Journal of Psychiatry reveals, this PR campaign by the

psychiatric establishment was quite successful. In 2006, 87%

of the adults surveyed believed that schizophrenia was due to

a chemical imbalance, up from 78% in 1996. Eighty percent of

those surveyed said that depression was due to a chemical

imbalance, up from 67% in 1996.

This is data that tells of an extremely successful propaganda

effort. The overwhelming majority of Americans have been led

to adopt a false belief.

But -- and this shouldn't be a surprise -- the dissemination

of this false belief has not led to a lessening of societal

stigma toward people with psychiatric diagnoses. If anything,

it has increased it. In their survey, Pescosolido and the

other researchers asked a number of questions to flesh out

attitudes toward the mentally ill, and in 2006, there was "no

significant decrease in any indicator of stigma" compared to

1996. Moreover, "significantly more respondents in the 2006

survey than in the 1996 survey reported an unwillingness to

have someone with schizophrenia as a neighbor."

Equally revealing was this: In both the 1996 and 2006

surveys, those who believed in a "neurobiological conception

of mental illness" -- i.e., the chemical imbalance story --

were more likely to have a negative attitude toward those with

mental disorders than those who did not.

While this finding confounded the researchers' expectations,

it is easy to see why the chemical-imbalance story leads to

negative attitudes about people struggling with mental

illness. It tells the public that people with a psychiatric

diagnosis have "broken brains," and that their moods and

behaviors are governed by faulty brain chemistry.

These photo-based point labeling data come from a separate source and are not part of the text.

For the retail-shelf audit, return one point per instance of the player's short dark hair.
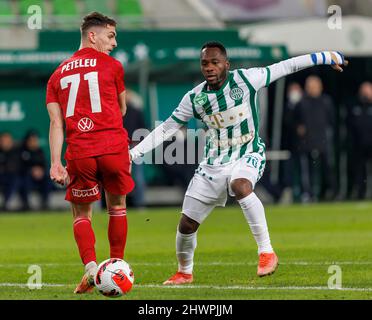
(215, 44)
(96, 19)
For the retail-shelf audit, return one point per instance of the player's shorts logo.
(201, 99)
(78, 193)
(236, 93)
(85, 124)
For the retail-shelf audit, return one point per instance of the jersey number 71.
(74, 79)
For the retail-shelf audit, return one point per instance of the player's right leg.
(85, 240)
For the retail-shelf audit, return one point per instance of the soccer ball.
(114, 278)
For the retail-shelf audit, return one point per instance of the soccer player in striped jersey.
(234, 158)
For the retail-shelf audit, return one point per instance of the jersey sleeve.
(184, 112)
(258, 77)
(262, 77)
(51, 94)
(119, 77)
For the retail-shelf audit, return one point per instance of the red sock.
(117, 232)
(85, 239)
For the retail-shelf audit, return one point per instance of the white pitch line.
(215, 263)
(237, 287)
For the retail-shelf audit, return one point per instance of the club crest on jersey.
(236, 93)
(201, 99)
(85, 124)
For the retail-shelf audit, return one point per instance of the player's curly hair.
(214, 44)
(95, 19)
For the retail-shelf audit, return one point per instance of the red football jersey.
(87, 87)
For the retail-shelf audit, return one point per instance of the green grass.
(307, 239)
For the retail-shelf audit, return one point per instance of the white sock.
(254, 213)
(91, 267)
(185, 248)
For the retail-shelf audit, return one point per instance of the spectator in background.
(9, 168)
(134, 119)
(34, 171)
(359, 123)
(315, 126)
(289, 138)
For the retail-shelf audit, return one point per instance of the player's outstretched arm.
(160, 134)
(262, 77)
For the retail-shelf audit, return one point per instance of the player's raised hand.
(58, 174)
(338, 60)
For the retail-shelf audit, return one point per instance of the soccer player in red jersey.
(86, 98)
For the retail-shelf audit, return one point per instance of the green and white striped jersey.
(231, 114)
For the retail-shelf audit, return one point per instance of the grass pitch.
(308, 240)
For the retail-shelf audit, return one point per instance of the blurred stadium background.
(159, 43)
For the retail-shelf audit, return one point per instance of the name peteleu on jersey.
(80, 63)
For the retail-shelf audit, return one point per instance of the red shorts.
(88, 175)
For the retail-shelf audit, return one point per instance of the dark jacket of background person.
(9, 168)
(315, 118)
(359, 125)
(34, 173)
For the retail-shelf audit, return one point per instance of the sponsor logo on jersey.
(236, 93)
(85, 124)
(85, 193)
(201, 99)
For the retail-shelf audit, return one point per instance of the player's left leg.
(243, 179)
(82, 191)
(85, 240)
(194, 212)
(118, 225)
(117, 181)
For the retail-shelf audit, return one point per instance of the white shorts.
(211, 183)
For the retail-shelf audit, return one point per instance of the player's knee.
(241, 188)
(187, 225)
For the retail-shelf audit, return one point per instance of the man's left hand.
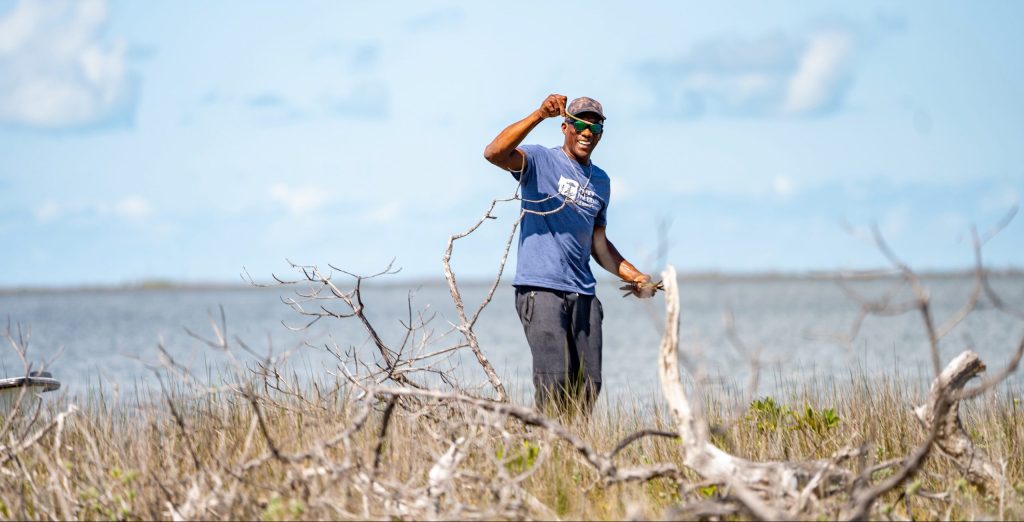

This is an

understanding that separates the "mentally ill" from the rest

of society. The "mentally ill" are different from

"us."

Now imagine what societal attitudes might be if the public

were told that the biological causes of major psychiatric

disorders remain "unknown" (which would be a scientifically

accurate message.) That conception of mental illness suggests

that it may be possible for anyone -- faced with certain

environmental stresses or setbacks in life -- to suffer a

severe bout of psychiatric distress. Readers of Shakespeare

might sum it up this way: To be human is to have the capacity

to go "mad." That is an understanding of "mental illness" that

evokes a sense of our common humanity, and a sense of a shared

vulnerability to mental suffering.

The lesson to be drawn from this study seems to be this: If

the psychiatric establishment wants to reduce stigma towards

the mentally ill, all they need to do is run a pr campaign

that -- and how else to put this -- tells the truth.